The sale of this family estate during the war just happened to include ‘The historic remains of Stonehenge’ in a fascinating piece of history from the pages of Country Life
Selling off the nation’s best-known ancient monument, perhaps to be dismantled and reassembled in the Arizona desert as a tourist attraction, would be unthinkable. Stonehenge has brooded mysteriously on Salisbury Plain for more than 4,000 years to the delight and perplexity of tourists, Druids, dowsers and philosophers
as well as the millions who pass by on the A303, and its preservation is quite properly a major national responsibility undertaken by English Heritage.
Exactly 100 years ago, however, a grainy black-and-white photo of the famous stones casually appeared in the estate agents’ particulars for Amesbury Abbey, which was advertised for sale in a September 1915 property section of Country Life. A lot of good estates came on the market during the First World War, following the untimely death of their heirs. Sir Edward Antrobus was killed in Belgium in an early engagement and his family seat subsequently became available as a whole or in lots; Stonehenge sharing the billing with a modest farmhouse, West Amesbury Farm, with 763 acres.

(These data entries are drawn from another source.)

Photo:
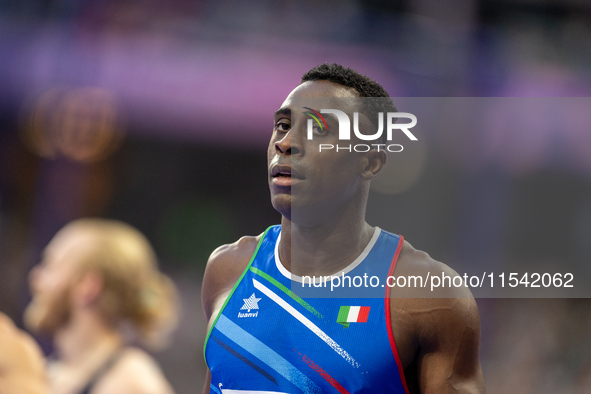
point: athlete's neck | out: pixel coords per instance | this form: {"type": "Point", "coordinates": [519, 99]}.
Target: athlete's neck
{"type": "Point", "coordinates": [323, 249]}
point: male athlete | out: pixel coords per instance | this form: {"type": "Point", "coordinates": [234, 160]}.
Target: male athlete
{"type": "Point", "coordinates": [97, 283]}
{"type": "Point", "coordinates": [263, 337]}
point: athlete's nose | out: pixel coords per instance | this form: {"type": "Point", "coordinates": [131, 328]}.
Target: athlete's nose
{"type": "Point", "coordinates": [287, 145]}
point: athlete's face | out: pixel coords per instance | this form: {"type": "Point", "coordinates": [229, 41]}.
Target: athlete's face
{"type": "Point", "coordinates": [51, 282]}
{"type": "Point", "coordinates": [304, 181]}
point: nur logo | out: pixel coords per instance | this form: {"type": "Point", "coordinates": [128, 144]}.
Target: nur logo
{"type": "Point", "coordinates": [250, 303]}
{"type": "Point", "coordinates": [344, 131]}
{"type": "Point", "coordinates": [352, 314]}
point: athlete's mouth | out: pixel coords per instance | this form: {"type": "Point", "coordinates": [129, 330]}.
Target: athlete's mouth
{"type": "Point", "coordinates": [284, 175]}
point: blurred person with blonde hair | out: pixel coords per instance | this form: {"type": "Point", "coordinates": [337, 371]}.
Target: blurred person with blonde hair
{"type": "Point", "coordinates": [96, 290]}
{"type": "Point", "coordinates": [21, 361]}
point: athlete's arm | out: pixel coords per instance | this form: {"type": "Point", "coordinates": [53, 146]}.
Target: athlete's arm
{"type": "Point", "coordinates": [224, 268]}
{"type": "Point", "coordinates": [440, 336]}
{"type": "Point", "coordinates": [22, 368]}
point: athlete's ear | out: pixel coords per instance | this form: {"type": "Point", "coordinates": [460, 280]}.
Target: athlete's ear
{"type": "Point", "coordinates": [375, 162]}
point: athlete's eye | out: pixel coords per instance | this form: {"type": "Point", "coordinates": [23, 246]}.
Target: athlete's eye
{"type": "Point", "coordinates": [319, 129]}
{"type": "Point", "coordinates": [283, 125]}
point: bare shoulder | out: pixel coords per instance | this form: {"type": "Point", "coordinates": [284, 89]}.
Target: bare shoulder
{"type": "Point", "coordinates": [437, 329]}
{"type": "Point", "coordinates": [224, 267]}
{"type": "Point", "coordinates": [22, 368]}
{"type": "Point", "coordinates": [136, 372]}
{"type": "Point", "coordinates": [439, 304]}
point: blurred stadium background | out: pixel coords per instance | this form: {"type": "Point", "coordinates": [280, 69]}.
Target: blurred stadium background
{"type": "Point", "coordinates": [158, 113]}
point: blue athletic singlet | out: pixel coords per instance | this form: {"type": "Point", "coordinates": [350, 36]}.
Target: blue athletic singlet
{"type": "Point", "coordinates": [267, 339]}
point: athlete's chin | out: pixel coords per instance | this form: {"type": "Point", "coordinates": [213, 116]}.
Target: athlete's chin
{"type": "Point", "coordinates": [282, 204]}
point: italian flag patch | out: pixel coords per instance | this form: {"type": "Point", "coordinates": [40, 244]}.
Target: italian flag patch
{"type": "Point", "coordinates": [352, 314]}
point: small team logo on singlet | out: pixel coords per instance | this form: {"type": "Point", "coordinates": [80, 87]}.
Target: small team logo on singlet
{"type": "Point", "coordinates": [250, 303]}
{"type": "Point", "coordinates": [352, 314]}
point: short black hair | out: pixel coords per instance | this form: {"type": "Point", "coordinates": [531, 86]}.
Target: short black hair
{"type": "Point", "coordinates": [365, 86]}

In the event, Stonehenge didn’t go the way of London Bridge, famously dismantled and shipped to the USA. On September 21, 1915, at the New Theatre, Salisbury, Stonehenge in 30 acres was knocked down for £6,600 to a Wiltshire solicitor, Sir Cecil Chubb, as a birthday present for his wife. It is said that she was less than thrilled by the costly gesture. Eventually, the Chubbs generously made Stonehenge over to the nation, in a deed of gift that stipulated free and unfettered access for the public in perpetuity.
This is a rare glimpse of an unusual advertisement, because the property supplement was discarded when that particular issue of the magazine was bound and is no longer in COUNTRY LIFE’s archives. This solitary copy belonged to the writer and geometer John Michell, who wrote eloquently about sacred geometry and the enchantment of the English landscape.